Cuenta la leyenda que se abastecían de camotes que provenían de diferentes partes del estado. Todo comenzó con una travesura de una de las jóvenes monjas que arrojó un camote a un cazo vacío y le vertió azúcar, luego lo batió hasta hacer una pasta para fastidiar a la hermana que le tocaba lavar el utensilio y el traste. Al probar aquella pasta pegajosa, le gustó y así surgió el famoso dulce.
Por otro lado, en el libro La Dulcería en Puebla de Conaculta, se relata una leyenda sobre la creación de los famosos camotes poblanos en el convento deSanta Rosa de Lima, en el siglo XVIII. Se dice que fue una novicia de nombre Angelina, de apenas 13 años, la que creó las recetas para halagar al obispo don Manuel Fernández de Santa Cruz y Sahagún, que visitaría el convento. Las monjas recibían muchas donaciones de camotes y los comían mañana, tarde y noche. Como estaban aburridas de tanto comerlo, les pareció una locura el ofrecimiento de la novicia de preparar un dulce con camotes, pero ante su insistencia, cedieron y el resto es historia.
Alfredo nos llevó a la calle principal de los dulces, la 6 Oriente. Entramos a La Central y probamos los típicos polvorones, suspiros de monja, muñecos de almendra, caracoles, gaznates, viznagas y borrachitos (envinados con tequila o rompope y espolvoreados de azúcar). Otra especialidad es el dulce alfeñique, una pasta de azúcar con almendras y de excelente blancura. Lastortitas de Santa Clara son deliciosas galletas glaseadas con dulce de pepita. También venden turrón de cacahuate, compotas, mermeladas y muy buen mole, elaborado con más de 32 ingredientes.
Otro protagonista: el chile en nogada
Aunque no era tiempo de nuez de castilla ni de granada, Alfredo consiguió que no nos fuéramos sin probar un buen chile. Nos llevó a El Ranchito, que desde 1953 prometen tener todo el año este finísimo platillo, poseedor del cuarto lugar de nuestro Concurso 10 Maravillas Gastronómicas. Así que ya lo sabes, no importa la época del año, no dejarás tierras poblanas sin degustar el auténtico chile en nogada.
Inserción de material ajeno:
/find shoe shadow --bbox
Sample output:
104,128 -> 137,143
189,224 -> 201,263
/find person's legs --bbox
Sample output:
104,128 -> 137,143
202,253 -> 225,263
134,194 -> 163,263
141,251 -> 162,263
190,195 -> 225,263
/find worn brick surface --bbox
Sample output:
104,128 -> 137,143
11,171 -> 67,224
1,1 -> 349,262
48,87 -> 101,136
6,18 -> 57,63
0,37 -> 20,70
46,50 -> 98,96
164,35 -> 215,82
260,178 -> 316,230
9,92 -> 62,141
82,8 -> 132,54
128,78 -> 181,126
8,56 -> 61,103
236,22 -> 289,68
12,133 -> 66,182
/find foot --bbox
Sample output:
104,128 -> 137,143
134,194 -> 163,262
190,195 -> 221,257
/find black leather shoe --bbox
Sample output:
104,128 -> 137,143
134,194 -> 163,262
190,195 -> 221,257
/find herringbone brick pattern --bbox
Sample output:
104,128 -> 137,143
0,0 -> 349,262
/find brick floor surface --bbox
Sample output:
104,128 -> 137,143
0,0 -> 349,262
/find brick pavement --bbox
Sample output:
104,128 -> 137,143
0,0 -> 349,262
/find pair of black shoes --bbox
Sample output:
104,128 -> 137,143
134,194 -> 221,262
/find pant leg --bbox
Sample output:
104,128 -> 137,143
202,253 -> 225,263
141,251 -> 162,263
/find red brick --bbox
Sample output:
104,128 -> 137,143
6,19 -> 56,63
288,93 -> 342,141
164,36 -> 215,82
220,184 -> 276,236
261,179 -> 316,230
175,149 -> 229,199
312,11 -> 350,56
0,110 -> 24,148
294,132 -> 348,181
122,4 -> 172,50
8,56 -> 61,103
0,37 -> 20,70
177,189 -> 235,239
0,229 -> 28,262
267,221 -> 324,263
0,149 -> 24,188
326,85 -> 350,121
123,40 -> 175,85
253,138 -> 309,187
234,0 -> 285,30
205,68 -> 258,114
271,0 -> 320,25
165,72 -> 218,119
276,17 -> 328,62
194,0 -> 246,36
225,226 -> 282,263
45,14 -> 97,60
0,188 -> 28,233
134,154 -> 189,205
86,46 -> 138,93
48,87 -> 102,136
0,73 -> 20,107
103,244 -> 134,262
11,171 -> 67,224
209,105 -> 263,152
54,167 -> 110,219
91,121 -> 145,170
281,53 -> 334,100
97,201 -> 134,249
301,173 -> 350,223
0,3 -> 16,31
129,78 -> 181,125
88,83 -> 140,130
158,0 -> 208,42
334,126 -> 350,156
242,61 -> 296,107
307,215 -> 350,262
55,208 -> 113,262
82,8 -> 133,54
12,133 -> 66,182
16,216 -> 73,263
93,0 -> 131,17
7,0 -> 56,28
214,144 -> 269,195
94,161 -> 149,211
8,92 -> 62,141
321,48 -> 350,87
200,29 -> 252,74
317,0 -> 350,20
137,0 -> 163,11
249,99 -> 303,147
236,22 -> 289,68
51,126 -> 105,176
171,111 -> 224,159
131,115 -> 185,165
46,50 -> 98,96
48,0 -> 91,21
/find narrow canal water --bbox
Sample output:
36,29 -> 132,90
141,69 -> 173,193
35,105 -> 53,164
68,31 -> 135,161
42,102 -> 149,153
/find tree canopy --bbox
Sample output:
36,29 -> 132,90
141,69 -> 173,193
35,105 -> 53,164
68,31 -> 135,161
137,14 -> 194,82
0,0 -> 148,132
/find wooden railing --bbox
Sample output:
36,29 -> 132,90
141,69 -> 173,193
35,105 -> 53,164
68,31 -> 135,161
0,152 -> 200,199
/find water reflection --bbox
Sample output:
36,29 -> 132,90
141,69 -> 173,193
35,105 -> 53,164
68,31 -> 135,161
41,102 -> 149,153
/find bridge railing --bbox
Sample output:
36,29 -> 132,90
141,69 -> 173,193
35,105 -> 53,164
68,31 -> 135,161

Por la tarde fuimos al Zócalo y al Ayuntamiento, a la Catedral, a la Capilla del Rosario y visitamos al veneradísimo Señor de las Maravillas en eltemplo de Santa Mónica (el turismo religioso ha sido muy importante en todo el estado). Antes de irnos a cenar, nos paramos en la legendaria cantina La Pasita por un aperitivo. Todos son muy originales y se sirven en pequeñas copitas, tipo tequileras. Me llamó la atención el licor con nombre “China poblana”, que es un licor de zarzamora con jamaica, rompope y licor de menta. Un poco dulce, pero muy bueno. Ya para terminar nuestra visita, fuimos a cenar a Mi Ciudad para conocer lo que hay en las cartas de los restaurantes contemporáneos. Encontramos ideas muy novedosas como el chile ancho relleno de queso manchego, grano de elote y calabacita, envuelto en hojaldre, servido en un espejo de salsa de frijol y salsa de chile poblano; también hacen la llamada pechuga del convento, rellena de nuez tostada y arroz, aromatizada con especias, vino blanco, mole y plátanos fritos. El ambiente es agradable y la atención es esmerada, estuvimos muy a gusto.
Definitivamente los poblanos son ganadores, en su arte, en la arquitectura, en su impresionante naturaleza, pero en su gastronomía no tienen igual, por algo nos representan con sus platillos en todo el mundo.